It seems that the big item in the news in many of our churches a couple of weeks ago was that of public lectures. In the Loveland Community Building, on October 29, Rev. Engelsma spoke on “a theme related to the great Reformation of the Church, which is commemorated on Reformation Day. “And, in connection with that lecture, we read further that, “as advertisement of the Reformation Day speech, we will soon send out about 2000 copies of a pamphlet by the pastor entitled, ‘What is a Protestant?’ This is the Reformation Day speech which the pastor gave last year. Copies are available today, in the bulletin rack, for all members of the congregation. Take as many extra as you can use for your own personal distribution.”
In the Pella Christian Grade School gymnasium, on Nov. 5, Prof. Hanko spoke on the subject, “The Reformation and the Unchaining of the Scriptures.”
That was the topic, also, of Prof. Hanko’s speech at the Reformation Rally held in First Church of Grand Rapids. Since we have very little news this time, perhaps we could try to give a few main points of that speech, for the benefit of those of you who were not privileged to attend. Prof. Hanko called attention, in his speech, to the fact that the Reformation was, above all else, a return to the Scriptures. He mentioned that it was many other things, as, for example, a return to the truth and a restoration of the principles of the church polity. But it could have been none of those things if it had not been a return to the Word of God. That was the heartbeat of the Reformation. Before the “liberation of the Bible” in the early sixteenth century, the Scriptures were effectively. bound by chains made “in the forges of the institution of the Roman Catholic Church.” Roman Catholic Tradition, which had an authority independent of, and even superior to, that of the Bible, constituted the main chain by which the Scriptures were bound. Two lesser chains were the denial of the perspicuity of the Scriptures and, in close connection with that, the claim that laymen lack the ability to interpret Scripture. The Bible was, therefore, taken out of the hands of the people, and the matter of interpretation was left solely to the church. The position of the reformers, on the other hand, was that the exegesis of Scripture must not be bound by anyone or anything other than the Scriptures themselves. They believed that, though the Scriptures are so profound that the greatest theologian cannot penetrate its depths, they are, nevertlneless, so clear that even a child can understand. They maintained that Scripture is, indeed, a closed book to anyone who sets himselfover it, and to anyone who tries to impose his own ideas on Scripture. When an unbeliever comes to Scripture, he wrests it to his own destruction. But to those who bow in humility before Scripture, to those in whose heart is the Spirit of Christ, it becomes the very Word of God unto salvation.

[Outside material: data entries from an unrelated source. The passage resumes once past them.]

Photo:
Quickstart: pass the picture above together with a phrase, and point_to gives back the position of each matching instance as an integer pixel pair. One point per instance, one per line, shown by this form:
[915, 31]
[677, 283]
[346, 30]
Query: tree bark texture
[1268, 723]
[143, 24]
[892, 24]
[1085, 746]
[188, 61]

Concerning calls, we can pass on the following information: the consistory of our church in Doon has made a trio consisting of Rev. R. Harbach, Rev. J. Heys, and Rev. R. Moore. Rev. G. VanBaren has declined the call to Hope Church of Grand Rapids. Rev. D. Engelsma declined a call from our Southwest Church. And Rev. R.C. Harbach declined a call from our Randolph, Wisconsin congregation. Rev. R. Decker preached the sermon at the Installation Service of Rev. J. Kortering in Hull, Iowa, on Oct. 2. That Congregation rejoices in the fact that “the Lord has made it possible to welcome our own Pastor, Rev. Kortering, to our pulpit.” That statement from their Sunday bulletin is a pretty clear indication of their gratitude. Other notices on those bulletins indicate, also, that the gratitude was translated into action. Before the arrival of the Korterings, members of the congregation attacked the parsonage with “brooms, paint brushes, and rollers.” And the- two youngest classes of the Sunday School were practicing, well in advance of Oct. 9, for the reception to be held on that date: That the signs of appreciation were appreciated is evident from the following note from “The Korterings”: “We wish to publicly thank all in the congregation who contributed in making our return such a hearty welcome. The house was beautifully redecorated throughout, the freezer is full to over-flowing, and our hearts were edified by the welcoming program. We seek the blessing of God upon our future, since it has pleased Him to join us as Pastor and congregation once again. May we be a means of edification to one another and God’s name glorified in all our way.”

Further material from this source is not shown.